Charismatic's owners, Bob and Beverly Lewis, of course, stand to pick up a $5 million bonus if their horse becomes the 12th to win the Triple Crown and the first since Affirmed did it 21 years ago.

But the racing industry could get a badly needed shot in the arm as well if Charismatic pulls it off, especially after Real Quiet and Silver Charm reached the same point the last two years only to fail on the doorstep.

And the timing of Charismatic's pursuit of immortality couldn't be better for the tracks, since the rights for the Triple Crown races go up for bid this year, amid rumors that all of the Big Four networks are interested in grabbing the telecasts.

Besides a raft of Charismatic-related stories, including a history of the horse, going back to his great-grandfather, Secretariat, and a trip to Antley's South Carolina home, ABC has been given permission to use a camera mounted to a 4x4 vehicle that was scratched at the Derby.

The camera will be deployed low, and has been nicknamed the "Ben Hur Cam," as it will give something of a look of the famous chariot race scene from the Oscar-winning film. Here's hoping Cleopatra hasn't been invited to ride.

WBAL (1090 AM) offers radio coverage of the proceedings, beginning at 5 p.m.

Batter up!

Now that the hullabaloo about all the havoc they were going to wreak on the Grand Old Game has settled, Fox is approaching its fourth baseball season, which opens tomorrow, as grizzled old veterans of the game.

And why not? Their technological advances, particularly in the area of sound, are the envy of the industry, and while ESPN has been doing it longer and well, Fox officials, who captured three Emmys for their coverage, feel they are a part of the game.

"We need to continue doing what we've done the first three years very, very well," said executive producer Ed Goren.

After placing microphones on coaches and managers and mounting cameras in catchers' masks, Goren said there will be no great new pieces of technical wizardry this season, though the network intends to refine some of its stat graphics.

On the air, the biggest change is the addition of Keith Olbermann to the studio crew, alongside Steve Lyons. The pair will anchor the pre-game show (Channel 45, 1 p.m.), just before the Yankees-Mets brawl.

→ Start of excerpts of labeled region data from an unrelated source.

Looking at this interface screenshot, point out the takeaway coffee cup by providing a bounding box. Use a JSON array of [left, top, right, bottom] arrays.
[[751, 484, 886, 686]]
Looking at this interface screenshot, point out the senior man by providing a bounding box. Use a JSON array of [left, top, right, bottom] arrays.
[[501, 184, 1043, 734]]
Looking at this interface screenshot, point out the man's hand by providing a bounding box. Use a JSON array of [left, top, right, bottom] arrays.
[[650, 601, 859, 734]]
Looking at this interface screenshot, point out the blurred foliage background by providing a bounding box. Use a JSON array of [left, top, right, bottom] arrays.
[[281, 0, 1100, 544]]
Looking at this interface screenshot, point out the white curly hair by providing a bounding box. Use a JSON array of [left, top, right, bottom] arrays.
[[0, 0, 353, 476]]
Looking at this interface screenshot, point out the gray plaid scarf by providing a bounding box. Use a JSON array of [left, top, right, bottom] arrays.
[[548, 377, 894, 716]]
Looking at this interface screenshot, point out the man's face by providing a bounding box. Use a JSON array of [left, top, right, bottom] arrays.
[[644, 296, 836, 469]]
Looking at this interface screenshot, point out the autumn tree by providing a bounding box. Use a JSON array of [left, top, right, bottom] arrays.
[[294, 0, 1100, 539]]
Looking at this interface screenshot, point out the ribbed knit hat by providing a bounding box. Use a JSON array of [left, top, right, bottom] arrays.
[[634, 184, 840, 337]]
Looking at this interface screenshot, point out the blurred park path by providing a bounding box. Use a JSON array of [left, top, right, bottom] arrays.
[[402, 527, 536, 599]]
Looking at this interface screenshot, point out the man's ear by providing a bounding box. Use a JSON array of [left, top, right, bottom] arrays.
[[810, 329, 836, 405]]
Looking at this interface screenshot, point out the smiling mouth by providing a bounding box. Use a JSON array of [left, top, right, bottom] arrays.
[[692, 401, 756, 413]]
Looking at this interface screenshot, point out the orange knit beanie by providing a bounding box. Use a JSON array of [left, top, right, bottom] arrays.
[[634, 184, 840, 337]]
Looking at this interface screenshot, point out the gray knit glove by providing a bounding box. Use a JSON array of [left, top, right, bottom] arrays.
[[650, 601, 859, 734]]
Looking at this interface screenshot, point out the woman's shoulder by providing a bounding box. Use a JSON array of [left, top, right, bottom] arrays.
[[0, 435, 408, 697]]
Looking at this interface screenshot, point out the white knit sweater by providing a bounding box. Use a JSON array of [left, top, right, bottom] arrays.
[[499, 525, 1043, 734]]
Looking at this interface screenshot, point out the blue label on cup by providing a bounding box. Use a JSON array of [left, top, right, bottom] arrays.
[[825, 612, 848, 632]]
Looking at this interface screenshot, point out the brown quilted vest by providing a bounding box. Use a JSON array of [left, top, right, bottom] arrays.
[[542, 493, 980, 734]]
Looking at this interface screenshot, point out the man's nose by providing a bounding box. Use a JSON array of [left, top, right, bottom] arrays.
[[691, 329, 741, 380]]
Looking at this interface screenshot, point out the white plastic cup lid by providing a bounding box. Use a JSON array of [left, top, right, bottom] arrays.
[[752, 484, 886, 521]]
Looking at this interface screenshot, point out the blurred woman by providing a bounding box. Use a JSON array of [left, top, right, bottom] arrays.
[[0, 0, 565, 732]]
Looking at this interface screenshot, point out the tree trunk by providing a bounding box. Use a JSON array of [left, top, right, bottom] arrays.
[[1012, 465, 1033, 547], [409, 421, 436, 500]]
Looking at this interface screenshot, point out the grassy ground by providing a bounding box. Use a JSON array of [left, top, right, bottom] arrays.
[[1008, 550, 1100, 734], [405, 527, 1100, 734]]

In a bloodless coup, Lyons has become the singular host of the kid-oriented "In the Zone." In this week's installment (Channel 45, 12: 30 p.m.), Orioles catcher Charles Johnson will lead viewers back to his Fort Pierce, Fla., hometown and his old high school, where his father is the coach.

Around the dial

NBC's weekend menu is full and varied. As you might expect, the network will take today's Andre Agassi-Dominik Hrbaty French Open semifinal (Channel 11, 10 a.m.), leaving the Andrei Medvedev-Fernando Meligeni match to USA at 1 p.m.

Meanwhile, back on the Peacock, the French Open women's final airs on tape tomorrow at noon, with the men's final live Sunday at 9 a.m. The U.S. Women's Open golf tournament wraps up tomorrow and Sunday at 3 p.m., with NBA conference finals airing tonight at 9 and tomorrow and Sunday, with the pre-game each day at 6 p.m.

This week's NASCAR stop is in Dover, and TNN will carry tomorrow's Busch series race at 1 p.m. and Sunday's Winston Cup race at 12: 30 p.m. The PGA Tour is in Ohio for the Memorial Tournament and CBS (Channel 13) airs third-round coverage tomorrow at 3 p.m., and final-round, 18-hole coverage Sunday at 2 p.m.

Finally, Roy Jones Jr. seeks to unify the light heavyweight titles in a bout with Reggie Johnson tomorrow from Biloxi, Miss., at 9: 30 p.m. on HBO.